HHS nominee says Medicaid overhaul will be a priority
Senators also urge Michael Leavitt to push to find a permanent head for the Food and Drug Administration.
Michael Leavitt, the president's nominee to head the Health and Human Services Department, told a Senate committee Tuesday about his plan for an overhaul of the Medicaid program.
Leavitt, a former Utah governor and current Environmental Protection Agency administrator, said giving states more flexibility in how they use federal Medicaid money would allow them to cover more people while holding down federal costs.
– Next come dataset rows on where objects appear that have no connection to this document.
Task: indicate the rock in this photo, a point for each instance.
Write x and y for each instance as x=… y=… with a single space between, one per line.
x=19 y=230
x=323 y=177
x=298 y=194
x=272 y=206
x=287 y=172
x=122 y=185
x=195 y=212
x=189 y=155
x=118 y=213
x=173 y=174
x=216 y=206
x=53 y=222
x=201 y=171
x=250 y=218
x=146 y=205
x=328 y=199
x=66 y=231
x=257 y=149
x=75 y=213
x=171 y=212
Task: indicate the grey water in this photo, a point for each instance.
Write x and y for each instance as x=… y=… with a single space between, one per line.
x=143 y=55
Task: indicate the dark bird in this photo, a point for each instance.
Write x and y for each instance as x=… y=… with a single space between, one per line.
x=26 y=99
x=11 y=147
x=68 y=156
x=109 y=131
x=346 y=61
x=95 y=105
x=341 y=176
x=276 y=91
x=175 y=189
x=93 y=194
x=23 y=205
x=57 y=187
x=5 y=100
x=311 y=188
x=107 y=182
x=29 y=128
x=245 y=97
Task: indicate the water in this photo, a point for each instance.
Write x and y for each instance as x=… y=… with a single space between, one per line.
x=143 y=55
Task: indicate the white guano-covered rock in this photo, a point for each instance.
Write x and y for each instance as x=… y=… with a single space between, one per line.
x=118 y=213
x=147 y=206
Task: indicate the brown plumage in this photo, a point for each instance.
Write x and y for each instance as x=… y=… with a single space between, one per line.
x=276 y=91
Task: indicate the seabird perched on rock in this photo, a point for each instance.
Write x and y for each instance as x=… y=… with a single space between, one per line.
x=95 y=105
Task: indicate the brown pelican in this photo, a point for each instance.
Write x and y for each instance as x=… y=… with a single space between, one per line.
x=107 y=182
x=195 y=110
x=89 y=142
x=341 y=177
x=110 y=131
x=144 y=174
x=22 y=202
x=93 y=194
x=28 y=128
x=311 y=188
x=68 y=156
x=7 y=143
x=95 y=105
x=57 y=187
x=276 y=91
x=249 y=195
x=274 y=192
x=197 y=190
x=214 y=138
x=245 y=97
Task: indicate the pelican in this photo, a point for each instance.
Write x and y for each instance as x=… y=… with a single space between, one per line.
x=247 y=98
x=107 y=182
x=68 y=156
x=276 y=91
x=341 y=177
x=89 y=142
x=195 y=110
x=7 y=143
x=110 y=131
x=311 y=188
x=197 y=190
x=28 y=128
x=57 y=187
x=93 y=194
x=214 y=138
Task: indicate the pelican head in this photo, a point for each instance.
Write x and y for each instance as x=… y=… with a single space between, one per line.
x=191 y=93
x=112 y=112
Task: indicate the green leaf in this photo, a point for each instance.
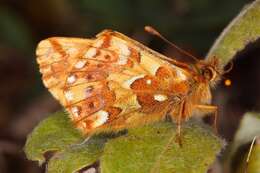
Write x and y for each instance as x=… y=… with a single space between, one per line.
x=153 y=149
x=244 y=29
x=254 y=160
x=149 y=148
x=56 y=134
x=248 y=129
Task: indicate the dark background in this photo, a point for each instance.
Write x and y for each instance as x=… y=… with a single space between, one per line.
x=191 y=24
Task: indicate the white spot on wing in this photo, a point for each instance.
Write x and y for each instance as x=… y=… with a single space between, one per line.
x=80 y=64
x=149 y=82
x=71 y=79
x=91 y=53
x=181 y=75
x=124 y=51
x=127 y=83
x=72 y=51
x=99 y=43
x=160 y=97
x=122 y=60
x=69 y=95
x=75 y=111
x=100 y=118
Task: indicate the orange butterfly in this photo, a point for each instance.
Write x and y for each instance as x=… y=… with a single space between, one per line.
x=112 y=82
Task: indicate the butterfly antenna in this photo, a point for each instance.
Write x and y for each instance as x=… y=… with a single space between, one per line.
x=249 y=153
x=229 y=68
x=152 y=31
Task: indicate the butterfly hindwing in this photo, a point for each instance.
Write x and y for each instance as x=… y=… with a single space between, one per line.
x=110 y=82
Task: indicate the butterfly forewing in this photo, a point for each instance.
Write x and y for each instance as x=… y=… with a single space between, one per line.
x=110 y=82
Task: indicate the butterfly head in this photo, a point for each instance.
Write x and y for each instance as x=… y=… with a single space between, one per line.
x=208 y=71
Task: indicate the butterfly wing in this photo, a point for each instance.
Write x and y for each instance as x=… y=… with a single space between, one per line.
x=111 y=82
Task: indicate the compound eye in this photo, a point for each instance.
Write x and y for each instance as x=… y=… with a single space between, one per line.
x=208 y=73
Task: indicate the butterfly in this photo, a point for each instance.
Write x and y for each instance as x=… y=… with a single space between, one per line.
x=113 y=82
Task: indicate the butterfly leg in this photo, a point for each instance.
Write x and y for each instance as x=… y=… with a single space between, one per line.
x=178 y=121
x=210 y=109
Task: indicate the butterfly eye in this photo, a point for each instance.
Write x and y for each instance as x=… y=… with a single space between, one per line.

He told the Health, Education, Labor and Pensions Committee the program "is not meeting its potential to do good in the lives of the poor."
Health, Education, Labor and Pensions ranking member Edward Kennedy, D-Mass., asked whether Medicaid could simultaneously hold down costs, increase enrollment and maintain quality care.
Although senators were friendly to Leavitt, who needs approval from the Senate Finance Committee and a full Senate vote to be confirmed, they pressed him on a range of issues, including recent findings that some Food and Drug Administration-approved drugs had serious side effects.
Senators also urged Leavitt to advocate for a permanent leader for the FDA, which has been operating for the last year and a half without a permanent director.
Leavitt said implementing the new Medicare drug law would top his agenda at HHS. But he threw cold water on some senators' proposals to allow the head of HHS to negotiate with drug companies for better prices for Medicare beneficiaries.
"I think that is better left to the market," he said.
Earlier, at a breakfast meeting for reporters, top health staffers from the House and Senate generally agreed Medicaid and FDA would top the year's agenda. But they hinted that changes might not be as easy as the Bush administration hopes. For example, said a Senate GOP aide, a cap on Medicaid "would have a hard time passing the Senate."